I want to help out but not give "blanket" statements that could be misleading.
 
[url=https://www.forum.classicgoldwings.com/viewtopic.php?p=86862#p86862:8joqewd1 said:
C5Performance » Fri Jun 28, 2013 12:31 am[/url]":8joqewd1]Hey, we do Harley kits also. We can even send a small bag of floor dry as a bonus offer...lol
:thank_you:

Har dee har har. He'll love you for that one, Paul. :smilie_happy:

His is a 99 Sportster. I believe it already has electronic ignition from the factory.
 
[url=https://www.forum.classicgoldwings.com/viewtopic.php?p=86890#p86890:1xe2jdsk said:
C5Performance » Fri Jun 28, 2013 9:45 am[/url]":1xe2jdsk]Our coils are 3 ohm so any electronic ignition can use them. I've also used them for a Honda Benley 6 volt bike with stock points.

Paul, just out of curiosity....
I have a '77 Honda CT-90 6 volt, points ignition.
Would your coil work for that?
What benefit would I see if it does?

Keep in mind that the CT-90 has no voltage regulator.
The battery acts as the regulator, so the voltage in
the system can vary quite a bit, to the point where it
can burn out all the bulbs and the ignition coil if
the battery goes bad.
(don't ask me how I know this. :doh: )
 
When i mentioned the Benley, we only used our coil because the stock coil was junk and i didn't have a source for a new one. We don't have a complete ignition kit small enough to replace the points on anything with a diameter smaller than 2.66" until our new ignition is ready later this year hopefully. It's about 2" so it will fit all kinds of smaller Japanese and German bikes.

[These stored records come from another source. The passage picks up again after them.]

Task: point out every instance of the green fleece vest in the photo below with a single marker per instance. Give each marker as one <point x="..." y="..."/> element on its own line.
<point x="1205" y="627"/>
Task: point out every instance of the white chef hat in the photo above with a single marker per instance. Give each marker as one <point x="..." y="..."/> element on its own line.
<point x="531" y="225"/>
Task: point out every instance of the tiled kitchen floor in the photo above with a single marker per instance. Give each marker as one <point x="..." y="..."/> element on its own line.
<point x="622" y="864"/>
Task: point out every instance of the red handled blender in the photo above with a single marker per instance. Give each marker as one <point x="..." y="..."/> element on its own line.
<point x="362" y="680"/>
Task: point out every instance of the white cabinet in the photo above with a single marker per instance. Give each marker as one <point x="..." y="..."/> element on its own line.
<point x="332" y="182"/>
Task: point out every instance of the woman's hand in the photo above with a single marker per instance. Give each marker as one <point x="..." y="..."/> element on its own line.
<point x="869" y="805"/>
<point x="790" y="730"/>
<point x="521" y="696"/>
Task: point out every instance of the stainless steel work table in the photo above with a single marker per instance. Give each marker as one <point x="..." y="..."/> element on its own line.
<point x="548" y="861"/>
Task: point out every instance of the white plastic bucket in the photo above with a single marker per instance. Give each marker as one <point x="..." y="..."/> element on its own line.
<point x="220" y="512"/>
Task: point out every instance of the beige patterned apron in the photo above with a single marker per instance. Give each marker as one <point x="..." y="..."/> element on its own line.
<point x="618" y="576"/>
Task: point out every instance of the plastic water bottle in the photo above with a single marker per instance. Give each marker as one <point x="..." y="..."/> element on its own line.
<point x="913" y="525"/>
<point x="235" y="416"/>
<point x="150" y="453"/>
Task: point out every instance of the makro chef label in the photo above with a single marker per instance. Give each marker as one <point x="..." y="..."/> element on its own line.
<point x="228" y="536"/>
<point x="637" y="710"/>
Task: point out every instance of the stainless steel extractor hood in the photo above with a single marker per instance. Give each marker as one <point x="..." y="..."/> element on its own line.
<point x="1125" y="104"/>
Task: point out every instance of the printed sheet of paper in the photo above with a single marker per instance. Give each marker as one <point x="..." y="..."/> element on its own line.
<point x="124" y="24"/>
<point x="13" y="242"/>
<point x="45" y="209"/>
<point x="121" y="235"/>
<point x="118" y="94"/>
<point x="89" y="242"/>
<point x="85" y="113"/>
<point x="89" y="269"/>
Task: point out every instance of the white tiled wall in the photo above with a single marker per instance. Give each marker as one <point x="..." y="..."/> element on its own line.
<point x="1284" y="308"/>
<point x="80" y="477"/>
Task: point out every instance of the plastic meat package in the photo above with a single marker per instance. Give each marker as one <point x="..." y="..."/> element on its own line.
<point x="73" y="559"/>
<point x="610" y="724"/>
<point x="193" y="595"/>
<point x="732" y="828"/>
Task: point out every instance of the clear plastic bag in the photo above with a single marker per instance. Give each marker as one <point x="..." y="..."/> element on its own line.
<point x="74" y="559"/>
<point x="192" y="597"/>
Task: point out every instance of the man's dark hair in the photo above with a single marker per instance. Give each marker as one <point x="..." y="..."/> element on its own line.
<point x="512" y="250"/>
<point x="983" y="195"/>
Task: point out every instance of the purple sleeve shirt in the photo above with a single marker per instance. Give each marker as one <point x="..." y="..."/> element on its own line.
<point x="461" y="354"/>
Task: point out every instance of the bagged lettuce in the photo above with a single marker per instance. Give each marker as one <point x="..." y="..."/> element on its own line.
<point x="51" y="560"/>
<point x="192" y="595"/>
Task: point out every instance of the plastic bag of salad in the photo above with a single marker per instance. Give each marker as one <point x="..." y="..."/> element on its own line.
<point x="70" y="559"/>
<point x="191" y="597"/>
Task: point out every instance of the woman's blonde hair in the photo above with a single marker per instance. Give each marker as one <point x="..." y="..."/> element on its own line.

Advantages for just installing our coil would be minimal. You still have breaker points to control everything. If you had the entire system you'd have strong improvements in starting, power, fuel efficiency, and idle quality.
Why dont you install a small voltage regulator? Old snowmobiles use them to keep the lights from burning up. I've used them when adding a lighting coil to motocross bikes in the past. Best part is they are cheap!
 
C5 paul.. are you saying that your coil will be ok on a 1977 GW GL 1000 ..I have a Martek ignition, will the coil be ok with that...?
Although I think I probably should replace that ignition.. I have to watch $$, it might be out of my range..
The wingers on this site have been trying very hard to get me back on the my wing.. Off the road for 3 weeks....
How much are the Coils & your ignition..? I guess if you give me the parts I need I can look it up ..on you site..

Thanks ,,crowhorse
 
Crowhorse...cool name! My last name is Crowe. Anyway, let me check into it more before i answer your question.

The main issue we'd have using our coil and another ignition, is that many aftermarket ignitions have far too much dwell. This increases coil heat to the point where you almost HAVE to use an "I" core to dissipate all that heat, or risk very short coil life. I believe the Dyna green coil was designed to withstand mega high heat applications.

I am admitting our coils were not designed to be used in those conditions. We use Section Bobbin coils and only turn our coils on for a short amount of time (super fast refresh rates). This is why i dont feel comfortable recommending a mix unless i do more research.

If your current ignition has a good means of dwell control (i will try finding this out) then you'd be ok. If not, i will recommend we find another solution so you don't waste your money. Our QT coil is only $70 (runs all 4 cylinders). The ignition is $260 but you need other items as well (encoder, plug wires, adapter body). If you really want a kit, send me a PM so we don't turn this thread into a sales pitch.

Will you be at the Indiana rally??
 
Joe, you are correct. I found a reprint of the manual and this an old basic points replacement type ignition. It uses the stock ignition advancer and appears to have two pickups so there is no way to reduce coil "on" time.

Crowhorse, if you want to stay with that ignition i would recommend a durable replacement coil that could handle the heat. Dyna green coils are 3 ohm and would work just fine with your current ignition set up. It looks like they run about $130 a pair. I am sure there are other coil options as well. If you like the advantages of multiple spark and adjustable ignition curves, save your money and we'll build you a system that REALLY makes your Wing fly...lol.

No matter what path you take, its cool that you are getting your bike out of storage. Have fun!